What I have seen in that time is effectiveness in responding to the needs of our community.  When the city opened the ASL, I was at the board meeting as we considered whether to agree to operate it. I remember listening to a long debate and raising my own voice to remind everyone that while we did not ask for this, our community needed us, and we had a responsibility to be sure that the shelter was successful. Today, that shelter has helped more than 100 people move out of homelessness. The original group of about 40 local homeless has been reduced to fewer than 15.

Friendship Shelter hasn’t done this by housing people in Laguna Beach. I helped try to establish

permanent supportive housing in Laguna Canyon, but when we lost that fight, our staff found another way. Today, 87 formerly homeless people live in Friendship Shelter housing, including sites in San Clemente and Dana Point, and apartments throughout southern Orange County. Ninety-four percent have stayed in their housing. Housing these people costs half of what it costs to leave them on the streets.

Peter’s characterization of our supporters as “progressive elites and misguided socialites” is mean-spirited and inaccurate. I’m a typical Friendship Shelter supporter: I’ve lived in Laguna Beach and San Clemente since the ‘70s. I own and operate a business. I’m active in our community. I saw homeless people in our downtown when I moved here 45 years ago; I see homeless people here today.

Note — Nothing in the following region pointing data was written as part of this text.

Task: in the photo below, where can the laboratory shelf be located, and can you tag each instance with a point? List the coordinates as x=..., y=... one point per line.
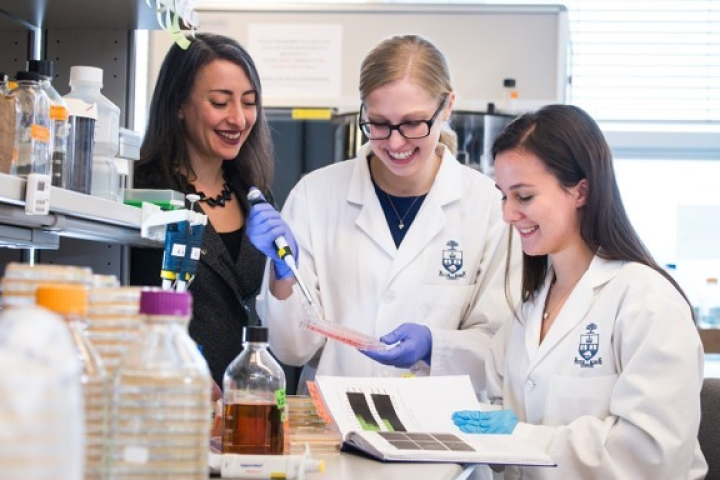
x=71, y=214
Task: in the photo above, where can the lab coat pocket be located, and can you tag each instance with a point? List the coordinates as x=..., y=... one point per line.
x=443, y=305
x=571, y=397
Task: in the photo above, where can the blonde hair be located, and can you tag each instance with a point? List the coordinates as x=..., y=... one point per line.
x=413, y=57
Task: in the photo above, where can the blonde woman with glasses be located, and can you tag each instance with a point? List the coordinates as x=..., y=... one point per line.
x=402, y=243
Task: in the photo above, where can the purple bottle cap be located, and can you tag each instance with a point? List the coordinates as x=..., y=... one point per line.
x=165, y=302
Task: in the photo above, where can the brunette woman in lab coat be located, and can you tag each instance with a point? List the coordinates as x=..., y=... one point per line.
x=603, y=365
x=398, y=243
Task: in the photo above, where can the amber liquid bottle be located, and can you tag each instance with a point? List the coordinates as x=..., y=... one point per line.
x=254, y=399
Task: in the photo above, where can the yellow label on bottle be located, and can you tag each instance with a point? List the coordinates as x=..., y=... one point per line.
x=39, y=133
x=58, y=112
x=311, y=114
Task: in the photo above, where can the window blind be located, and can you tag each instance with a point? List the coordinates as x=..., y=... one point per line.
x=646, y=60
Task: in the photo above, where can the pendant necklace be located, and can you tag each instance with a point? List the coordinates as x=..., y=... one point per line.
x=401, y=220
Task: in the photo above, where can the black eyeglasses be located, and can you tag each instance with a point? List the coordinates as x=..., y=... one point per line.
x=410, y=130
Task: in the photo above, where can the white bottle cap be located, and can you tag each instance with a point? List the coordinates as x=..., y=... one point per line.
x=86, y=76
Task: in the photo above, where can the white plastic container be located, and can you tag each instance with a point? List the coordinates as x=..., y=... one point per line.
x=70, y=302
x=86, y=84
x=41, y=398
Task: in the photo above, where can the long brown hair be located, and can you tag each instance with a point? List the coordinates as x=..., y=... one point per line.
x=163, y=154
x=572, y=147
x=411, y=56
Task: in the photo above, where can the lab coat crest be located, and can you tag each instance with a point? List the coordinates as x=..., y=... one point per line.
x=452, y=262
x=589, y=343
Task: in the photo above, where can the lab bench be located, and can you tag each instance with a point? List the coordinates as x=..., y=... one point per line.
x=346, y=466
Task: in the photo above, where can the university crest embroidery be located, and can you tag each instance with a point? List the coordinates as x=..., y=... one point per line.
x=452, y=261
x=588, y=348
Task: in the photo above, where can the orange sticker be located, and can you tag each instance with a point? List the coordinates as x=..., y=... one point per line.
x=39, y=133
x=58, y=112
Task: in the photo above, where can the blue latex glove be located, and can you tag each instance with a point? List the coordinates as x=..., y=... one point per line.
x=494, y=421
x=264, y=225
x=415, y=345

I agree with Peter Blake on one thing regarding homelessness: I don’t want homeless people in Laguna Beach either. I want them housed. That’s why I support Friendship Shelter. They’re working to understand each homeless person’s situation and to find appropriate housing. In the fight to end homelessness, I’ll put my faith in an organization with 30 years of experience and an ongoing willingness to learn, change and improve.

I’d like to think Friendship Shelter’s three decades of work speaks for itself, so that unfounded criticisms can’t hurt its reputation. I wanted to speak out, to simply emphasize that when Friendship Shelter houses homeless people, homelessness is reduced. That’s equally smart and compassionate.